Trotzdem hat er sich in die Mitte der Platzes gestellt und hat laut über Redefreiheit gesprochen, über die Freiheit, zu sagen, was man denkt, über Freedom of Speech. Meinungsfreiheit reicht nicht, rief Aling, man muss seine Meinung auch aussprechen.

Die Militärs haben ihn an diesem Tag in Ruhe gelassen. Vielleicht, weil die Anwesenheit eines westlichen Reporters damals auf den Philippinen noch Eindruck machte. Zwei Monate später haben sie den Menschenrechtler Rio Aling  zu Hause abgeholt, haben ihm die Hände auf den Rücken gebunden und ihn im Wald mit den Gewehrkolben erschlagen. Freedom of Speech, da könnte ja jeder kommen.
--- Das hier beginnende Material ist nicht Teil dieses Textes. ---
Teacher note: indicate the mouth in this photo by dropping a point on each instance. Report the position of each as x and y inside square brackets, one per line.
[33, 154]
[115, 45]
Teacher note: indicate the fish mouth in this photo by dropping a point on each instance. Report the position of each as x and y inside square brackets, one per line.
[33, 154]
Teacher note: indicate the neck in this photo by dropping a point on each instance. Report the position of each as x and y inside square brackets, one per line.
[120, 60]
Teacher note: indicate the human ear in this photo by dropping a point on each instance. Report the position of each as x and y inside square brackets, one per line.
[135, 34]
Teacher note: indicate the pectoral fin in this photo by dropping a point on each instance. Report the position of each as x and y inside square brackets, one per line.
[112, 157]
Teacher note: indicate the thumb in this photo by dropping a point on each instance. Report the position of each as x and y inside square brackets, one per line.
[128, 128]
Freedom of Speech, so steht es in riesigen Buchstaben neben der Anzeigetafel im Flughafen Brüssel, darunter Fotos von offensichtlich gebildeten Menschen in Entwicklungsländern, Menschen wie Rio Aling. Die Mobilfunkfirma Base will mehr Handyverträge verkaufen und eignet sich dafür den hohen moralischen Wert der Meinungsfreiheit an. In Deutschland, wo die Öffentlichkeit sensibler auf solche Banalisierungen reagiert, beschränkt sich Base auf ein augenzwinkerndes Wortspiel: Meine neue Redefreiheit. In anderen Ländern zielt sie ganz bewußt auf die Assoziationen, die einem bei Dritter Welt und Redefreiheit durch den Kopf schießen. Freedom of Speech, heruntergekommen zur Freiheit, so lange wie möglich zu quasseln. Werbung kann manchmal zum Kotzen sein.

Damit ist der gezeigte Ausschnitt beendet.